Be careful if you measure your server room cooling system this way. Be sure to run sensors to spots likely to be hot. These include: above equipment, hot aisles, and near your hottest racks. You should also place sensors where air flow is most necessary. This can include hot air aisles on both sides of your cold aisles. This will ensure even cold-air distribution. You want to ensure that air, both cold and hot, is being effectively moved through the system. Losses and inefficiencies result in hotter server rooms and more energy expended in the cooling process - it's not as bad as a complete meltdown, but still not optimal.
If you're looking for a rack-to-rack solution, you should consider something like DPS Telecom's NetGuardian 216 G3 remote. The unit has four analog inputs, with which to measure the environment within the rack (or string sensors across a few racks) and 16 discrete alarm inputs so you can directly monitor your servers and other equipment. The NetGuardian 216 provides a total solution with which you can monitor environmental sensors and the dry contacts coming directly from your servers, so whether your problem is environmental or otherwise, you'll know about it.

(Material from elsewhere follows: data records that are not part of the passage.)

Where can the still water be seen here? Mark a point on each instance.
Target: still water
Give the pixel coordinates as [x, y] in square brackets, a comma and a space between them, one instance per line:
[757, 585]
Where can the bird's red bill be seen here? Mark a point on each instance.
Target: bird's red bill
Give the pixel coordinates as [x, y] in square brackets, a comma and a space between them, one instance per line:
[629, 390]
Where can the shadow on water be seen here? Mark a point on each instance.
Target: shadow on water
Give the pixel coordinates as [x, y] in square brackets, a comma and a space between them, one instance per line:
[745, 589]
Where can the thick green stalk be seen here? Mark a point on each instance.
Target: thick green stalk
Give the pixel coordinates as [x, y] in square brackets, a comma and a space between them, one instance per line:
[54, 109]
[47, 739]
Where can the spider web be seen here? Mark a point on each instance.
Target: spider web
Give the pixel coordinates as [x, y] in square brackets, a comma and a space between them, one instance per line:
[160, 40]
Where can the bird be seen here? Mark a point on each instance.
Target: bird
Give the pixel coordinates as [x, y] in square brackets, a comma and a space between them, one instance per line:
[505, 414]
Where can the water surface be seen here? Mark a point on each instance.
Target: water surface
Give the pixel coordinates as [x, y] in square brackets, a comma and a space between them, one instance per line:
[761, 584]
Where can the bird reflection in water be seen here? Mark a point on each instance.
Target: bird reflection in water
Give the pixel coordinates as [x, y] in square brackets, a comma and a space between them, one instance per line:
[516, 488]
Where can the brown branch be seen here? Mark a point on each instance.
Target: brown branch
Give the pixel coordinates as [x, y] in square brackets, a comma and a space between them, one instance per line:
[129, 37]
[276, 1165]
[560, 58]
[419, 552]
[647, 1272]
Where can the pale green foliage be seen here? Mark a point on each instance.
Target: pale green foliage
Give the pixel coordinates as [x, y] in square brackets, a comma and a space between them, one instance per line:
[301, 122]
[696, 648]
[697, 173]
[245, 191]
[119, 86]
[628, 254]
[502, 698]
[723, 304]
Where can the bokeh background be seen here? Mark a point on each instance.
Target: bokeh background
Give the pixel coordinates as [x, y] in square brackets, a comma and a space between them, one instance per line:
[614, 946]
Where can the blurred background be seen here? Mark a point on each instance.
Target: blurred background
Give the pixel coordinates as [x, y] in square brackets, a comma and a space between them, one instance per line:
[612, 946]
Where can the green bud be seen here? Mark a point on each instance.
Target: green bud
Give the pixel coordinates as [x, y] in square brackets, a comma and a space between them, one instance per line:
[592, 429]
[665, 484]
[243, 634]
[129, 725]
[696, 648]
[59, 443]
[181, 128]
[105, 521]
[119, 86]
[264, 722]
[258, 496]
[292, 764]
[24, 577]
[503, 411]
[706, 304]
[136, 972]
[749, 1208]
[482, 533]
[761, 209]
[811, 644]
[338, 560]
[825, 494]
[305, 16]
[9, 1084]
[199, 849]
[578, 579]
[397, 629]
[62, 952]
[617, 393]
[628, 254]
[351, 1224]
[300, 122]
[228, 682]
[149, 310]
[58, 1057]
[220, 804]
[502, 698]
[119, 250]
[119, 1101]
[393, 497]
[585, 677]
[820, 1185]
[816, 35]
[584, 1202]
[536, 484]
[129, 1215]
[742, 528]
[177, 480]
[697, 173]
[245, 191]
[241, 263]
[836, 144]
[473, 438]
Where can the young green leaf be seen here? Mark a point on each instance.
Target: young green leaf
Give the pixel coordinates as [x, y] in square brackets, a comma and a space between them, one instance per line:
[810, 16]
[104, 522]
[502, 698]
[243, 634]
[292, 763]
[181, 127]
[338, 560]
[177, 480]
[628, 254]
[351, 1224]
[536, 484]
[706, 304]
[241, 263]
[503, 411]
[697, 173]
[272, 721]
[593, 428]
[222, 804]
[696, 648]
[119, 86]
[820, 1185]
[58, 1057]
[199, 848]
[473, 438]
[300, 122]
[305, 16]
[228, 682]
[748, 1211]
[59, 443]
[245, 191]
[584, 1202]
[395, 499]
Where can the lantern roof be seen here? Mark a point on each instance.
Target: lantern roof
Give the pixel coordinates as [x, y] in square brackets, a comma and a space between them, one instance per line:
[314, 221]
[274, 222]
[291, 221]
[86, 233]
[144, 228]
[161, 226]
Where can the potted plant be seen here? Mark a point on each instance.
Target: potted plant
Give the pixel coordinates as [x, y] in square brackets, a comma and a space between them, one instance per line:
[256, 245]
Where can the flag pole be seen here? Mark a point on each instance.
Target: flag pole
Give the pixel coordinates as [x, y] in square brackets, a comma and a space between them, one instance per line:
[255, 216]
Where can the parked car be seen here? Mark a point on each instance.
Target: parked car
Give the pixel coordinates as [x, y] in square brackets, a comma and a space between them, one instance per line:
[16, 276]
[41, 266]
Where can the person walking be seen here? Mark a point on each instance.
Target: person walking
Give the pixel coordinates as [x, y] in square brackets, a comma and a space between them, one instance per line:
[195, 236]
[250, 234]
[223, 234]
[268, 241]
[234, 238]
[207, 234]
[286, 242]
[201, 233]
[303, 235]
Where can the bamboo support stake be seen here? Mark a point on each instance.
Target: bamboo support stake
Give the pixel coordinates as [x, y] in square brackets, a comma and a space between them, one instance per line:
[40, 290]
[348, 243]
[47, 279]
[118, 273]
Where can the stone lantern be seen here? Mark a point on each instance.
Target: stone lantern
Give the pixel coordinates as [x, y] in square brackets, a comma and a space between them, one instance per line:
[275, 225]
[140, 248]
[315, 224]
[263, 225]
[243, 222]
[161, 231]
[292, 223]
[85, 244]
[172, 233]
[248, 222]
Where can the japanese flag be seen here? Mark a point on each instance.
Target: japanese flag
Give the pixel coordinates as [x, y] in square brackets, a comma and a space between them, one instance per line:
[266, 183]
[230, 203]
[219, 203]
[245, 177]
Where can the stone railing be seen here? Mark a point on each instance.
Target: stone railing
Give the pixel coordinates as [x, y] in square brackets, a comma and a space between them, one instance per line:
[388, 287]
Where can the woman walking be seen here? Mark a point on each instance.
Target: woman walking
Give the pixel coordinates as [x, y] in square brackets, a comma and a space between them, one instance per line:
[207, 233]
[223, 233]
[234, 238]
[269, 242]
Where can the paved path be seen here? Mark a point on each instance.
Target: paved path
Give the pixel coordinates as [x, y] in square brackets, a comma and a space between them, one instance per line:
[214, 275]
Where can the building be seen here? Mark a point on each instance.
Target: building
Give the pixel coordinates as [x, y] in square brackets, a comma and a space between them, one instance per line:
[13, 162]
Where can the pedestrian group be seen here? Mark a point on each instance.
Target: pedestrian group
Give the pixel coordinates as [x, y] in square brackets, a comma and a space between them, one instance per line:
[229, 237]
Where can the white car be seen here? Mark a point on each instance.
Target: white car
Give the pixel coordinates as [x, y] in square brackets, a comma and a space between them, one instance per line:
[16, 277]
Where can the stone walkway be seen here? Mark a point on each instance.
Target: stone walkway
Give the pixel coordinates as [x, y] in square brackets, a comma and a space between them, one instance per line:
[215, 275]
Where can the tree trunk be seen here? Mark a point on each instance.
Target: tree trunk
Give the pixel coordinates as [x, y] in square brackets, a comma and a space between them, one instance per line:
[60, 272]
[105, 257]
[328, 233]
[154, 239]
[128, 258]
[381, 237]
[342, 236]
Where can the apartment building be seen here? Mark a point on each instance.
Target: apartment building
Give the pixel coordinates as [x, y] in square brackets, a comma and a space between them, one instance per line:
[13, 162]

Installing RTUs on every rack is the pricier solution, and, while it provides direct monitoring for your servers, which will help you ensure their safety and continued function, it doesn't necessarily tell you much about cooling systems in your server room beyond whether or not they're adequate. Measuring individual servers and racks will not likely clue you in to inefficiencies in the system.
DPS also offers a line of sensors that operate seamlessly with your RTU to give you complete environmental visibility of your server room. The D-wire sensors feature temperature, humidity and air flow measuring capabilities and up to 16 sensors can be daisy chained together. Sensors allow you to monitor your server room conditions instantaneously, so that you can fix a problem before its too late. Other sensors options include temperature sensor with a probe, non-D-Wire analog temperature and humidity sensors, smoke detectors, and exterior weather sensors.
Combining both strategies, with the TempDefender, NetGuardians and sensors, will give you the most complete view of the state of your server room. While it may seem like a large investment, you can't afford to leave your equipment vulnerable to damage.